The IRS mailed petitioner a notice of deficiency for the 2011 taxable year dated December 2, 2013. Respondent determined an increase in petitioner's income by the $45,000 of unreported wage income. Respondent also determined an increase in the amount of taxable Social Security income as a result of the increase in petitioner's income.

Discussion

Generally, determinations made in a notice of deficiency are presumed correct, and the taxpayer bears the burden of proving that those determinations are erroneous. Rule 142(a); see INDOPCO, Inc. v. Commissioner, 503 U.S. 79, 84 (1992); Welch v. Helvering, 290 U.S. 111, 115 (1933).

Under certain circumstances the burden of proof with respect to relevant factual issues may shift to the Commissioner under section 7491(a). Petitioner has neither alleged that section 7491(a) applies nor established his compliance with the requirements of section 7491(a)(2)(A) and (B) to substantiate items, maintain records, and cooperate fully with respondent's reasonable requests. Therefore, the burden does not shift to respondent under section 7491(a). See Higbee v. Commissioner, 116 T.C. 438, 442-443 (2001).

1. Settlement Agreement Payment Includable as Gross Income Under Section 61(a)

The term "income" as used in the Internal Revenue Code means income from any source, including any accretion to the taxpayer's wealth. See sec. 61(a); Commissioner v. Glenshaw Glass Co., 348 U.S. 426 (1955). The settlement payment is includable in petitioner's income under section 61(a) unless petitioner proves that an exclusion applies.

Certain accretions to a taxpayer's wealth are, by statute, made excludable from the taxpayer's income, but those statutory exclusions are narrowly construed. See, e.g., O'Gilvie v. United States, 519 U.S. 79 (1996); Commissioner v. Schleier, 515 U.S. 323, 328 (1995). Petitioner asserts that the settlement payment of $45,000 is excludable from his gross income on the following grounds: (1) the settlement payment is excludable from his gross income under section 105(c) or (2) in the alternative, the settlement payment is excludable from his gross income under section 104(a) (2).
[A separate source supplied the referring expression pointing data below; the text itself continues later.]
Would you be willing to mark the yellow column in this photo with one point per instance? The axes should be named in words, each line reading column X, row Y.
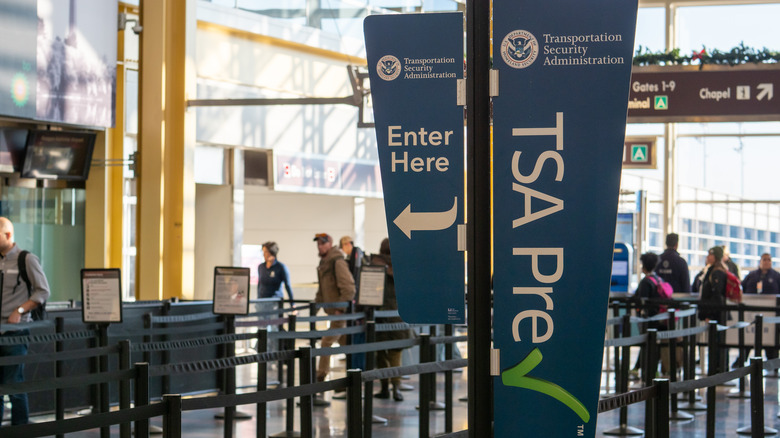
column 166, row 188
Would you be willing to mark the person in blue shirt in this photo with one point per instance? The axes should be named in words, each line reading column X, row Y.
column 272, row 274
column 672, row 268
column 763, row 280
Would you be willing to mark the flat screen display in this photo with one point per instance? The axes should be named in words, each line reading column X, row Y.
column 12, row 144
column 58, row 155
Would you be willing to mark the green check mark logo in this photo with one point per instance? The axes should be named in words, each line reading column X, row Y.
column 516, row 376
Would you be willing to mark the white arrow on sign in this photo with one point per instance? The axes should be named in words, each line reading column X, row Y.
column 767, row 90
column 408, row 221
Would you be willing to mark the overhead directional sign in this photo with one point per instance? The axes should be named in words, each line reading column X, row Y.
column 690, row 94
column 415, row 63
column 558, row 125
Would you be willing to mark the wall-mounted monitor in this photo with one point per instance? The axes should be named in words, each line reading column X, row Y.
column 64, row 155
column 12, row 144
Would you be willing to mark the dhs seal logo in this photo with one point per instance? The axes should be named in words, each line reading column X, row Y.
column 519, row 49
column 389, row 67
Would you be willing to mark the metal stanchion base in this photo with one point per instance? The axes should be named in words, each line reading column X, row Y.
column 238, row 416
column 680, row 416
column 434, row 406
column 405, row 387
column 286, row 434
column 624, row 430
column 695, row 406
column 739, row 394
column 747, row 430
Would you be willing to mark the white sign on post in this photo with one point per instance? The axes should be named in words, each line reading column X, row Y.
column 101, row 295
column 231, row 291
column 372, row 286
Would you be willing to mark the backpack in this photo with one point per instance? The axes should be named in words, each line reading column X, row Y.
column 39, row 312
column 733, row 288
column 663, row 289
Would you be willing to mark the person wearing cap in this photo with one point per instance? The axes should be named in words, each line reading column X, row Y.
column 354, row 255
column 713, row 287
column 272, row 274
column 336, row 284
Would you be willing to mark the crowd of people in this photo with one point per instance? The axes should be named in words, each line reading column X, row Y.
column 710, row 284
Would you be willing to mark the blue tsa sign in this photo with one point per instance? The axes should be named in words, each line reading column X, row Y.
column 415, row 64
column 559, row 119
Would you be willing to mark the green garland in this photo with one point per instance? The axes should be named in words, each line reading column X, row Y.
column 737, row 55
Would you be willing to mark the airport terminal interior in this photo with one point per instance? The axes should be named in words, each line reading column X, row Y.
column 192, row 132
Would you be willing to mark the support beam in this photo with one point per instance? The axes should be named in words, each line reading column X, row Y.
column 166, row 188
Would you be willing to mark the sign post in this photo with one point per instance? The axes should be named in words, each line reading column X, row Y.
column 415, row 65
column 563, row 71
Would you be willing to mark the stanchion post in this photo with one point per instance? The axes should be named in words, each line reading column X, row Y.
column 650, row 370
column 230, row 376
column 368, row 402
column 165, row 355
column 661, row 402
column 742, row 352
column 124, row 386
column 354, row 428
column 759, row 338
column 448, row 382
column 142, row 397
column 350, row 323
column 105, row 432
column 59, row 397
column 306, row 400
column 172, row 416
column 616, row 350
column 312, row 324
column 262, row 384
column 425, row 386
column 290, row 419
column 690, row 370
column 712, row 367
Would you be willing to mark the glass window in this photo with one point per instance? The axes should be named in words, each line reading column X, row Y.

2. Exclusion From Income Under Section 105

Section 105 governs amounts received under accident and health plans. See Dzioba v. Commissioner, T.C. Memo. 1989-203. While the statutory framework is admittedly confusing, section 105 works as follows. First, section 105(a) provides a more specific rule than the general income inclusion rule under section 61 for when amounts received by an employee through an accident or health insurance plan will be included in gross income. If a payment meets the requirements of section 105(a) and, therefore, is includable in gross income, a taxpayer may be able to exclude it from gross income if the requirements of section 105(c) are met.

The Court assumes, without deciding, that the settlement payment constitutes an amount received by an employee through accident or health insurance for purposes of sec. 105(a).
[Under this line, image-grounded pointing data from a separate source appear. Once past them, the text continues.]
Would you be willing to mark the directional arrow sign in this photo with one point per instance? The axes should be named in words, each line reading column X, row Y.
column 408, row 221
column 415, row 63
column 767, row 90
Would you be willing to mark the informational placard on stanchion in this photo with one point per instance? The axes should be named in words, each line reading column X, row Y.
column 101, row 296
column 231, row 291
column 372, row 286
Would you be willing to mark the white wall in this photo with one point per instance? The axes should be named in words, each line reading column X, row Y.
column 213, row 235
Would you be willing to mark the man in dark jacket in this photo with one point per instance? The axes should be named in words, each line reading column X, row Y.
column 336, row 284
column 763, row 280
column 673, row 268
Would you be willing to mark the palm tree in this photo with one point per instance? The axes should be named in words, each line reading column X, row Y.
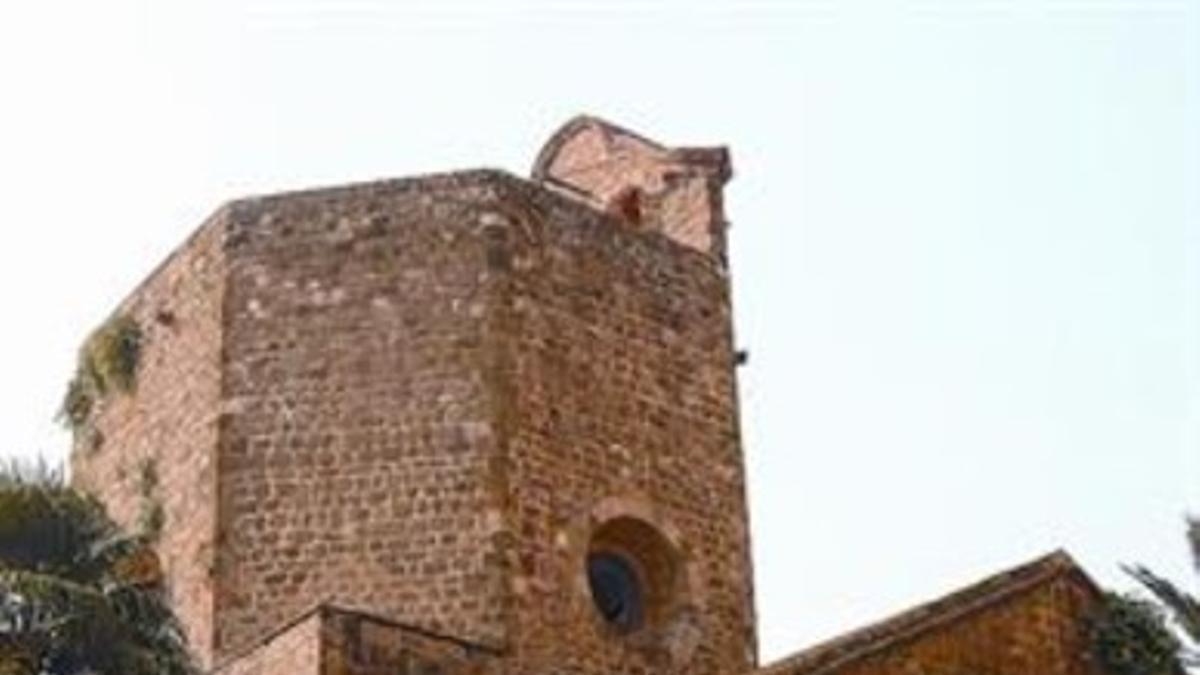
column 77, row 596
column 1182, row 605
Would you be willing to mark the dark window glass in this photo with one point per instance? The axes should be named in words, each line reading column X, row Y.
column 616, row 590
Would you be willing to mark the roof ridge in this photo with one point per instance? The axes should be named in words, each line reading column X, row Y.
column 929, row 615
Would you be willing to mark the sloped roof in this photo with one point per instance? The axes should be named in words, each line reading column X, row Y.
column 929, row 616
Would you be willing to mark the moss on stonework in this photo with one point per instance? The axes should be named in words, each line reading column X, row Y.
column 108, row 362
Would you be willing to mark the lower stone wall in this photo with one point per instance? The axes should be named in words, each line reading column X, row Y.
column 1039, row 631
column 337, row 641
column 295, row 650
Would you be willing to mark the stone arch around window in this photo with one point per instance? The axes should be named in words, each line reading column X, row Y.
column 637, row 579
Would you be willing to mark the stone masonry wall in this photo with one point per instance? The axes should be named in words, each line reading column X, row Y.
column 619, row 389
column 156, row 446
column 355, row 453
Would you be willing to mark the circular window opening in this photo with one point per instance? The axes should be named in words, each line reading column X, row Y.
column 634, row 574
column 616, row 591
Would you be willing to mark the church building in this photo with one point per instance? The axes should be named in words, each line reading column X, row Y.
column 473, row 423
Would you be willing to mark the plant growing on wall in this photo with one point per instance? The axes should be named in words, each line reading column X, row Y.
column 1129, row 637
column 108, row 362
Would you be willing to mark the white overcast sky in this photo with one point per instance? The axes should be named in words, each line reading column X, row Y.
column 966, row 234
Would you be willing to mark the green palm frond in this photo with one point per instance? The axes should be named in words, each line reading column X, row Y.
column 1194, row 541
column 71, row 597
column 1183, row 607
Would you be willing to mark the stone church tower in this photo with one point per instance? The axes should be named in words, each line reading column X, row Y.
column 457, row 423
column 479, row 424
Petitioner asserts that the settlement payment is excludable from his gross income for 2011 because it meets the requirements of section 105(a) and qualifies for the exclusion under section 105(c). However, for reasons explained below, the Court determines that petitioner has not proven that the settlement payment meets the requirement of section 105.

a. Section 105(a)

Section 105(a) provides as follows:

SEC. 105(a). Amounts Attributable to Employer Contributions.-- Except as otherwise provided in this section, amounts received by an employee through accident or health insurance for personal injuries or sickness shall be included in gross income to the extent such amounts (1) are attributable to contributions by the employer which were not includible in the gross income of the employee, or (2) are paid by the employer.
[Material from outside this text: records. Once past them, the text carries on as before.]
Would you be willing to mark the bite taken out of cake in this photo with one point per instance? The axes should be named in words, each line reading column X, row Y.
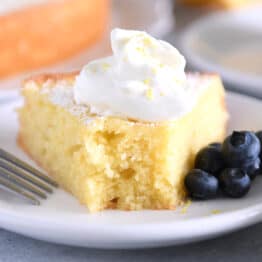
column 124, row 131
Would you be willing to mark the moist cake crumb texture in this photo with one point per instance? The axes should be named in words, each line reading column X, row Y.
column 109, row 162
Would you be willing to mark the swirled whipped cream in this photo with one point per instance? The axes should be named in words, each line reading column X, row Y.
column 11, row 5
column 144, row 79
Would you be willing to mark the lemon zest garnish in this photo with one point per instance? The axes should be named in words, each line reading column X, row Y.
column 146, row 81
column 147, row 42
column 105, row 66
column 216, row 211
column 141, row 50
column 149, row 94
column 185, row 207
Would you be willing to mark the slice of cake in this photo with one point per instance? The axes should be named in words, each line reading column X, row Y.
column 125, row 131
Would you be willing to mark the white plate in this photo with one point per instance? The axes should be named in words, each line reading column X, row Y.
column 229, row 43
column 61, row 219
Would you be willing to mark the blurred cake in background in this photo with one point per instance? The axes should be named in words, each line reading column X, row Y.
column 36, row 33
column 222, row 3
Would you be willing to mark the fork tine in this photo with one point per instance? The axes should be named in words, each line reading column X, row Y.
column 25, row 175
column 21, row 182
column 10, row 186
column 9, row 157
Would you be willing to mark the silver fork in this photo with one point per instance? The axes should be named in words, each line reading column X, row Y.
column 24, row 180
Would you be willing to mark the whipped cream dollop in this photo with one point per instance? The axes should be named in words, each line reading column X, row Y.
column 7, row 6
column 144, row 79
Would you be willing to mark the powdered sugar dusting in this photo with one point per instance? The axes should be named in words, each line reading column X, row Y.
column 62, row 95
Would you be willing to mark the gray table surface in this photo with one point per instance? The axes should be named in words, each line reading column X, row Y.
column 244, row 245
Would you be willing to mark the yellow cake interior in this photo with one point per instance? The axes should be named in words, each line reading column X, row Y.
column 109, row 162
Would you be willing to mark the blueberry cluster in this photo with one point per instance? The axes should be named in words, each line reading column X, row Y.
column 228, row 167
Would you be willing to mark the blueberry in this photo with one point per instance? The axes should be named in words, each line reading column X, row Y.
column 241, row 148
column 259, row 136
column 234, row 182
column 201, row 185
column 253, row 168
column 210, row 159
column 216, row 145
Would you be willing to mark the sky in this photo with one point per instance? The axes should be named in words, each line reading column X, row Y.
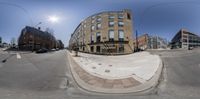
column 162, row 18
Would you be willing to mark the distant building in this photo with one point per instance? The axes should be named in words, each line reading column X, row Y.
column 150, row 42
column 184, row 39
column 60, row 44
column 156, row 42
column 34, row 39
column 108, row 32
column 1, row 45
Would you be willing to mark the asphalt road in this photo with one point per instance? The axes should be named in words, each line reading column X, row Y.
column 47, row 76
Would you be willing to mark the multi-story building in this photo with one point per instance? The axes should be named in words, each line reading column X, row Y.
column 34, row 39
column 156, row 42
column 150, row 42
column 184, row 39
column 104, row 33
column 59, row 44
column 141, row 42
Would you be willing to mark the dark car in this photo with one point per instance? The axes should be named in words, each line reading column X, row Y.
column 42, row 50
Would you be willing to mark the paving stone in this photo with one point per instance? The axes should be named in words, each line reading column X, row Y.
column 117, row 81
column 108, row 85
column 100, row 80
column 92, row 82
column 127, row 83
column 135, row 82
column 118, row 86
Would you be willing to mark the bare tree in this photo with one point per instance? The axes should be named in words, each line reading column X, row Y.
column 13, row 42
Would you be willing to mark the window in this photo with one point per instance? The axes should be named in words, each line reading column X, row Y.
column 111, row 35
column 92, row 38
column 121, row 48
column 98, row 35
column 111, row 23
column 93, row 21
column 92, row 27
column 128, row 16
column 121, row 35
column 120, row 23
column 98, row 48
column 84, row 26
column 98, row 26
column 120, row 16
column 99, row 19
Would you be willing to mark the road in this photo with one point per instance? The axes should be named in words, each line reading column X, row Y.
column 45, row 76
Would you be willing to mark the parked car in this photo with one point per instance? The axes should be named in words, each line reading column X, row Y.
column 42, row 50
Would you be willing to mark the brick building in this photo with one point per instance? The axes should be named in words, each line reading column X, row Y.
column 184, row 39
column 150, row 42
column 104, row 33
column 142, row 42
column 34, row 39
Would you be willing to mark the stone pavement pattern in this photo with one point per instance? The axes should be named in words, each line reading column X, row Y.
column 92, row 80
column 105, row 83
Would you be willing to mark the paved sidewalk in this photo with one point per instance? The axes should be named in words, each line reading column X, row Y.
column 99, row 82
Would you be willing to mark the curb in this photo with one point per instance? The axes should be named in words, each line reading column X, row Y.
column 152, row 83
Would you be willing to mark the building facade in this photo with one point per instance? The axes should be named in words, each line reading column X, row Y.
column 156, row 42
column 150, row 42
column 104, row 33
column 34, row 39
column 142, row 42
column 184, row 39
column 59, row 44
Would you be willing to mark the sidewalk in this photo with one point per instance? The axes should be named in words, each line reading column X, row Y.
column 116, row 74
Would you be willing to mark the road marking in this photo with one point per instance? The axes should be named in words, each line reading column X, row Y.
column 18, row 56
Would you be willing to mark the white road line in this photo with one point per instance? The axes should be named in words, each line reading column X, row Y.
column 18, row 56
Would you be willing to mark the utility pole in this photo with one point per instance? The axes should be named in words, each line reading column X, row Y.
column 136, row 41
column 33, row 47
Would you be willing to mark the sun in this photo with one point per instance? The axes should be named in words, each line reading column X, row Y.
column 53, row 19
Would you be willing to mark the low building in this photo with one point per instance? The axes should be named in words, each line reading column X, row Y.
column 34, row 39
column 146, row 41
column 108, row 32
column 184, row 39
column 59, row 44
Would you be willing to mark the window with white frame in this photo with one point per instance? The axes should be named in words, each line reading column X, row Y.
column 121, row 35
column 111, row 35
column 120, row 23
column 98, row 26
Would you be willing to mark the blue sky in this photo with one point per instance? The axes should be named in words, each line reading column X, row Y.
column 155, row 17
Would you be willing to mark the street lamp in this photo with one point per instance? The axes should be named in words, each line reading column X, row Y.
column 33, row 47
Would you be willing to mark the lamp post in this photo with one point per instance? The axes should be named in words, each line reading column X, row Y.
column 33, row 47
column 136, row 41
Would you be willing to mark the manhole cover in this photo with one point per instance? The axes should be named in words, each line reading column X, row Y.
column 93, row 67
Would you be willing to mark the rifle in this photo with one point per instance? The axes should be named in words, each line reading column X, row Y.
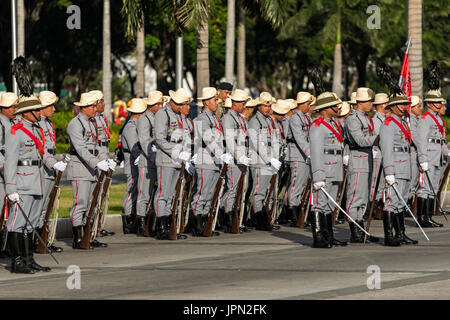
column 236, row 216
column 173, row 226
column 52, row 196
column 441, row 186
column 212, row 212
column 301, row 213
column 90, row 220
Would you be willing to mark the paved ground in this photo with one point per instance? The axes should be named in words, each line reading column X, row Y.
column 255, row 265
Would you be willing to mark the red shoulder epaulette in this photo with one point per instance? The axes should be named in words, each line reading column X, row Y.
column 15, row 127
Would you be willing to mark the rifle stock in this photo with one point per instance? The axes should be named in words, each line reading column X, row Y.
column 85, row 241
column 44, row 234
column 236, row 219
column 212, row 212
column 173, row 225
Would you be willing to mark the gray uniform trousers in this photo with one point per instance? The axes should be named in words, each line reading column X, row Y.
column 206, row 184
column 82, row 195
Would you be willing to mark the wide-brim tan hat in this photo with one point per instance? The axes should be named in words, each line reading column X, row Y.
column 239, row 95
column 345, row 109
column 381, row 98
column 326, row 100
column 8, row 99
column 265, row 98
column 28, row 104
column 433, row 96
column 137, row 106
column 181, row 96
column 154, row 97
column 281, row 106
column 47, row 98
column 364, row 94
column 86, row 99
column 397, row 99
column 415, row 100
column 303, row 97
column 208, row 93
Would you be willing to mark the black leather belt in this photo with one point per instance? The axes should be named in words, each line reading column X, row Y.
column 401, row 149
column 331, row 151
column 29, row 163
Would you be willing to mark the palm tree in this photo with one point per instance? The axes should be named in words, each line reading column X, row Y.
column 106, row 79
column 415, row 51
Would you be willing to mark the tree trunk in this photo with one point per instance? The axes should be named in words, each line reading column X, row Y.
column 20, row 28
column 140, row 65
column 106, row 80
column 241, row 48
column 415, row 51
column 229, row 44
column 202, row 59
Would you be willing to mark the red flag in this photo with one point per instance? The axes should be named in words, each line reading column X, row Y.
column 405, row 79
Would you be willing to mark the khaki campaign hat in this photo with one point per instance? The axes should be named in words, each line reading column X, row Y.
column 47, row 98
column 30, row 103
column 381, row 98
column 364, row 94
column 326, row 100
column 154, row 97
column 303, row 97
column 239, row 95
column 281, row 106
column 86, row 99
column 8, row 99
column 181, row 96
column 137, row 106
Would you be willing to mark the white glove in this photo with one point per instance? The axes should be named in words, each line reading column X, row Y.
column 226, row 157
column 275, row 164
column 345, row 160
column 190, row 168
column 112, row 164
column 103, row 165
column 14, row 197
column 318, row 185
column 60, row 166
column 424, row 166
column 244, row 160
column 185, row 156
column 390, row 179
Petitioner bears the burden of proving that the contributions to the disability insurance plan were attributable to contributions by his employer that were not included in his gross income or were paid by his employer. Petitioner has not proven that his employer paid the disability insurance premiums and/or that his employer made contributions to the disability insurance plan and those contributions were not included in his income.

The stipulations filed by the parties do not address who paid the contributions to the disability insurance plan. Petitioner filed an affidavit with his opening brief in which he attests: "In 2009 I was working for Endress & Houser [sic] and they payed [sic] money into my Lincoln National Life Insurance Company Policy for long term [sic] disability."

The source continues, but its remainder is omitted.